«Milano Unica»: il tessile fa quadrato contro la crisi

Paola Bulbarelli

«Milano Unica è un momento di straordinaria importanza per tutto il mondo del tessile perché esprime la capacità di unirsi per fronteggiare la crisi». Con queste parole Roberto Formigoni, governatore della Lombardia, apre i battenti di una fiera che riunisce sotto un solo marchio Ideabiella, Ideacomo, Moda In e Shirt Avenue, le quattro manifestazioni per eccellenza del tessile che, con uno sforzo non da poco, hanno accettato di concentrare le forze. È la prima edizione di «Milano Unica», che vede in scena le produzioni per l’autunno 2006-07 delle principali aziende tessili italiane e di un gruppo altamente selezionato di aziende europee. A Fieramilanocity, fino al 16 settembre, si potranno scegliere i tessuti di tendenza più pregiati: sete, cashmere, lana, lino, maglia e le nuove fibre hi-tech. «La prossima edizione - assicura Formigoni - sarà nel nuovo polo di Rho-Pero, 700mila metri quadrati di potenziale esposizione, la più grande d’Europa».
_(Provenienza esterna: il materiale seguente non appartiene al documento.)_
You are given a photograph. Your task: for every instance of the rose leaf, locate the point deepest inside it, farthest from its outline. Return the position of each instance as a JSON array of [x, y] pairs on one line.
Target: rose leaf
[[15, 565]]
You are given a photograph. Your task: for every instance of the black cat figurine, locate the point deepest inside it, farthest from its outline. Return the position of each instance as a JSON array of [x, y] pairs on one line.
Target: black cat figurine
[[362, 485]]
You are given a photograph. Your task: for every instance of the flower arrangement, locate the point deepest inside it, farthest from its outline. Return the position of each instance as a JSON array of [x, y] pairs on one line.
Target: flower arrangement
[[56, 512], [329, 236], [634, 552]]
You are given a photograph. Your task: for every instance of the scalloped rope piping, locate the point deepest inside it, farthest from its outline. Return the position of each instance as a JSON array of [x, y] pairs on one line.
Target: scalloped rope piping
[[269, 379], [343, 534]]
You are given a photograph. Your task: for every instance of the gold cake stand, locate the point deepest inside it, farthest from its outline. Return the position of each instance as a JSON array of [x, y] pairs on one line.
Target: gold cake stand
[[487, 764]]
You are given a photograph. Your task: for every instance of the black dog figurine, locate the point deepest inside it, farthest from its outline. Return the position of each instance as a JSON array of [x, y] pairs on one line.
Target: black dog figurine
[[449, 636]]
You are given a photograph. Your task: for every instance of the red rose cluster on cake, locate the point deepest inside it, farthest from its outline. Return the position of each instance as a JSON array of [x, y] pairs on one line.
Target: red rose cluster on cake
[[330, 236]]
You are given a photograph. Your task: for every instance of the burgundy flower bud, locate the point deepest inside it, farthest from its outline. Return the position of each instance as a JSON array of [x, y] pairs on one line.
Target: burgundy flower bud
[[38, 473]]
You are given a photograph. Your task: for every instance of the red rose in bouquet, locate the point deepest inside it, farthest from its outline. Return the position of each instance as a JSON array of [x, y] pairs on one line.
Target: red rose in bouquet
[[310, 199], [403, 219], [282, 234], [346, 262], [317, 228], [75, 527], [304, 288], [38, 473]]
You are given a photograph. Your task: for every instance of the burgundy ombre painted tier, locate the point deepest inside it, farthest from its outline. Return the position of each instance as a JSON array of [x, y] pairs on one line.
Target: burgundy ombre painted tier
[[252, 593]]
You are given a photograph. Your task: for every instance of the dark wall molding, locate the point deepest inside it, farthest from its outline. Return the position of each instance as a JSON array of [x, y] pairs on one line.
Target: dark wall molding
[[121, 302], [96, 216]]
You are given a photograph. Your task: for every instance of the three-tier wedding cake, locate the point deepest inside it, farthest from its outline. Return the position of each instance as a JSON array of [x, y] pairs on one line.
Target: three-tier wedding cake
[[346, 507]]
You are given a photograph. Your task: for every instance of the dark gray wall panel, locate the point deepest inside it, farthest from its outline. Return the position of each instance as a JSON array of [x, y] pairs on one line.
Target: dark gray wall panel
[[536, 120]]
Il padrone di casa, Paolo Zegna, ha sottolineato che «mai come in questo momento il settore tessile italiano ha sentito la necessità di coordinarsi per evidenziare meglio la propria immagine e il ruolo di leadership nel mondo». Unica rappresenta una pedina molto importante per il rilancio. «Bisogna restare uniti - ha proseguito Zegna - per trasmettere messaggi chiari e forti ai mercati». A dare il benvenuto alla nuova manifestazione anche il ministro dell’Innovazione tecnologica Lucio Stanca, il viceministro alle Attività produttive Adolfo Urso e il neopresidente dell’Ice Umberto Vattani. Tutti hanno messo in evidenza quanto il tessile italiano sia uno dei settori che maggiormente deve affrontare una sfida: essere attento alla globalizzazione, ma con una reciprocità di regole comuni e in piena lotta alla contraffazione. Con 609 espositori, Milano Unica si rivela un evento non solo per tutto l’indotto del tessile ma anche per la città. In contemporanea alla Fiera è stata allestita una mostra dedicata all’evoluzione della moda attraverso l’uso dei tessuti, dal 1960 a oggi: «All that fabrics! A short history from Vogue’s archives», alla Rotonda della Besana, con 224 foto tratte dagli archivi di Vogue Italia.